Now, the brand name will mean much more with an actual conference.

“A lot of the football fans, people who watch college football, can relate now to the Big Ten,” Skoff said, “because there’s Wisconsin, Minnesota, Penn State, Ohio State, Ohio State-Michigan games that actually mean something, and in a conference where they’ll actually play for something at the end of the year.”

It also will play a major role in recruiting, where the Big Ten — and its namesake television network — carries weight well beyond the Great Lakes states.

“This is actually extremely exciting for all of collegiate hockey,” Gadowsky said. “The fact that we now have a Big Ten Conference is huge. There’s a battle across the border. We try to get the best hockey players in North America and beyond and part of our competition is major junior hockey. Until this year it was very difficult for people across the border to get educated about college hockey and the exposure that the Big Ten hockey conference is going to bring is going to be great for that battle and is going to be great for that battle and is going to be great for educating everybody about what college hockey is all about. I think when you see the Big Ten rivalries the excitement is going to be phenomenal. I think the intensity is going to be phenomenal.”

With so little history on this level, the Nittany Lions have much to prove, which is why in the preseason coaches’ poll, Penn State was picked to finish sixth in the league and no Nittany Lions were named to the list of players to watch.
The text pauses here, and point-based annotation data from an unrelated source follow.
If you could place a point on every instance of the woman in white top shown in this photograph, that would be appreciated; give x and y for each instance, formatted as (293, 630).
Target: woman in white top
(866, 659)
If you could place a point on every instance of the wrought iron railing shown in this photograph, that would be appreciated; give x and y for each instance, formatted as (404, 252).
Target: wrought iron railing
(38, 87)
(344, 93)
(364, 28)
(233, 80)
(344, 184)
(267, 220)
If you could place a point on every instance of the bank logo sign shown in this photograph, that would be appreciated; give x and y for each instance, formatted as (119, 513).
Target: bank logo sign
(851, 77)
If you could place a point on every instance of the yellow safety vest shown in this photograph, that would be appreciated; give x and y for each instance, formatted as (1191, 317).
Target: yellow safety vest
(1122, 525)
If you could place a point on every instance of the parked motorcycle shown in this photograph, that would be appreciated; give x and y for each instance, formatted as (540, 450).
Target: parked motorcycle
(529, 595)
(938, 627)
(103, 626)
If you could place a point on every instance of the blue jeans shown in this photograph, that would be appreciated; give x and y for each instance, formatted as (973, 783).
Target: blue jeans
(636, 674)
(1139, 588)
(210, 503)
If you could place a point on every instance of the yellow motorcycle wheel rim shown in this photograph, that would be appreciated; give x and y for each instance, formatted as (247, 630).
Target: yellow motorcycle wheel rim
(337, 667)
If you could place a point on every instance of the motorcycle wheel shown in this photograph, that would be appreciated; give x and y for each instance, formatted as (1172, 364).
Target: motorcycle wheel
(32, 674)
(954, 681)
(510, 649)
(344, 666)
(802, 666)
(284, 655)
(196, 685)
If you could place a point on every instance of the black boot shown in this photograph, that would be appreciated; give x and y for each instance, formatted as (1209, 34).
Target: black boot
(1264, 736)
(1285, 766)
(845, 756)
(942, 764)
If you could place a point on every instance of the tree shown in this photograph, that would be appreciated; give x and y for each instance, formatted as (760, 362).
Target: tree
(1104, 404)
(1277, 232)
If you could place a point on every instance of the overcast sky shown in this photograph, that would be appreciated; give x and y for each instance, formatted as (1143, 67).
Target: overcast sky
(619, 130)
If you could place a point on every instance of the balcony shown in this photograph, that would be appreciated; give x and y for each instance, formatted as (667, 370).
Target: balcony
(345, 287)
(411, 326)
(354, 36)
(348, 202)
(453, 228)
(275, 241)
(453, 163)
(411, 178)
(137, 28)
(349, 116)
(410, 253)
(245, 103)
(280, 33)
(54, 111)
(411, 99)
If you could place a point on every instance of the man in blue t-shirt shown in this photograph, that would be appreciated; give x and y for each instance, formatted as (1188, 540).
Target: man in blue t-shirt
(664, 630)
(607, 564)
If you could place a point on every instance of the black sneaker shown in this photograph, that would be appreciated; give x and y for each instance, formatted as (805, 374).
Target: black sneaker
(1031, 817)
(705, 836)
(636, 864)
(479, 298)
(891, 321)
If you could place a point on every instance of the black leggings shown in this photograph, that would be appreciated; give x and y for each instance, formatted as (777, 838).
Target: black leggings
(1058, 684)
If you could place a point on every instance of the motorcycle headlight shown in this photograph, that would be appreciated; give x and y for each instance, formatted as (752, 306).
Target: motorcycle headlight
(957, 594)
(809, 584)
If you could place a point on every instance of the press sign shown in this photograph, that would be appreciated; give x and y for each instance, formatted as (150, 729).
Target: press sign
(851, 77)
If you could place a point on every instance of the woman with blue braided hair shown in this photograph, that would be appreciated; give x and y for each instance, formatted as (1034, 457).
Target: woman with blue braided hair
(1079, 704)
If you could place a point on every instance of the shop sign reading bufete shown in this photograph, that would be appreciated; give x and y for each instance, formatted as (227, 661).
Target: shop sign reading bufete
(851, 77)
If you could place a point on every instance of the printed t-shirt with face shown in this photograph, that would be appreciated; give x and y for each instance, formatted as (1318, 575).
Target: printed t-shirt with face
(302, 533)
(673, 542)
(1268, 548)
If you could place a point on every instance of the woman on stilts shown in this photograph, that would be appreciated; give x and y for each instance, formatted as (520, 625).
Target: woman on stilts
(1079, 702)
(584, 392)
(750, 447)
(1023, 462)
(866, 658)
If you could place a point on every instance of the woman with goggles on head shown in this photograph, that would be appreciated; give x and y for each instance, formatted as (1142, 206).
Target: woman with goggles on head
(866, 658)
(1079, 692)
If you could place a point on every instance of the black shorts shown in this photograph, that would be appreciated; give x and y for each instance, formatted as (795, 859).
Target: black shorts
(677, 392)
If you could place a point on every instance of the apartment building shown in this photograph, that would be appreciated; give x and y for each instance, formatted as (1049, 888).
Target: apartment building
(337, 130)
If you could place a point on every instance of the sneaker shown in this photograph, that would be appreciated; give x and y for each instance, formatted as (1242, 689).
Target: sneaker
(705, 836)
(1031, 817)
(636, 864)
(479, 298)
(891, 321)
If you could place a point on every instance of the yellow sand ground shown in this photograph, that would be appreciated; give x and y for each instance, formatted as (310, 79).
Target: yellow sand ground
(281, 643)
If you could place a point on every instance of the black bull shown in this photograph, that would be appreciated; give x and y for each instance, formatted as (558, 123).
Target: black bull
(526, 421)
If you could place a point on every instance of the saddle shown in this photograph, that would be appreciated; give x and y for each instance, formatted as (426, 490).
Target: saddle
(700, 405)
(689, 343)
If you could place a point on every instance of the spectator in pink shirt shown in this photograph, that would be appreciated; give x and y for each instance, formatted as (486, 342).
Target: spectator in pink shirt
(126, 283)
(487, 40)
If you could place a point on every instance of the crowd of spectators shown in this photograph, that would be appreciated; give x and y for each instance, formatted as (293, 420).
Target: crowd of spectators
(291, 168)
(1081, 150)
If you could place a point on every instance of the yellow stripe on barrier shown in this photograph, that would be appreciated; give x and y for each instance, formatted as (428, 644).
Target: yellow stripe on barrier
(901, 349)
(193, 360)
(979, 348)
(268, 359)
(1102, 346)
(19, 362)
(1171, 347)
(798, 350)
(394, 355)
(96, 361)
Plus, the Wolverines, Spartans, Golden Gophers, Buckeyes and Badgers all will do their best to make sure life won’t be easy for the Nittany Lions, even if Penn State beat Wisconsin, Michigan State and Ohio State last season.

“We have beaten them,” but the hard part is going to be coming in every night and having to beat them on a consistent basis,” junior forward Taylor Holstrom said. “That is going to be completely different from last year and we are doing everything we can to make sure that happens.”

The U.S. Military Academy and Penn State confirmed on Wednesday that Army will be playing the Nittany Lions on Friday in their home opener. Army’s status for the game was in doubt due to the government shut down.